Postby Lara Kristine Bacasen 1L » Thu Oct 03, 2019 10:00 pm

If you really have trouble balancing it out I suggest you try writing out what elements are there and counting out what is on each side and have a side by side comparison of the elements on the product and reactant side. That is what I did when starting out. You should first try to look at the combined elements and leave the ones that are individual for later (for example do FeS first instead of H2 or something). If they are all combined into molecules like this problem I suggest leaving O last (something I remember doing for chem in highschool)
Okay so the problem. I read it left to right
We look at the larger atoms and see that Mg is balanced. so no change. Next I look at N and see there are six on the reactant side but three on the product side. This means we need to balance it out by putting a stoichiometric coefficient of two in front of HN3 on the product side to make it 6 N atoms.

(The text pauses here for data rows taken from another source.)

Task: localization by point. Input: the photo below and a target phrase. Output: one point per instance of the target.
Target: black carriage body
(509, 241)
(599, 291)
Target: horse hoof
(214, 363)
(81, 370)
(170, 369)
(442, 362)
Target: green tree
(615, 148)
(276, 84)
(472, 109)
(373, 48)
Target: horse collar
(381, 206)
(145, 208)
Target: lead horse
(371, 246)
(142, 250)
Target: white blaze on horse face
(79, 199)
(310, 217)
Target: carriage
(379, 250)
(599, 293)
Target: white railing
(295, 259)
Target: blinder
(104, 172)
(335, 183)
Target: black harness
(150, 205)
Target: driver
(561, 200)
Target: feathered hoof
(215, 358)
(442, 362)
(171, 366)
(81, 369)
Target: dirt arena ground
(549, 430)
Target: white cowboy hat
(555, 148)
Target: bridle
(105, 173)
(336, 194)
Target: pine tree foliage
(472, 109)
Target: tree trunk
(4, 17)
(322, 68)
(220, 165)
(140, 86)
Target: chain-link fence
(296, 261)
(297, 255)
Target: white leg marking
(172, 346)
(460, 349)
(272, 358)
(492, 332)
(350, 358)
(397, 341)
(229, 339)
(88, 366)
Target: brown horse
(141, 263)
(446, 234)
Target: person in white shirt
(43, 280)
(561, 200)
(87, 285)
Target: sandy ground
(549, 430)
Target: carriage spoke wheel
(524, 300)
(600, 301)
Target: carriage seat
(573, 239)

Alright so next I look at H atoms and see there is two H's on the reactant side and now there is four on the product side because we placed a 2 in front of HN3. We need to balance it again but this time the stoichiometric coefficient is on the reactant side in front of the H20. We need to place a 2 in front balance it out. Once that is done we now check O atoms and see there are two on each side. Now it is balanced. In the end do a comparison of who many atoms of each element are on each side and now you're done.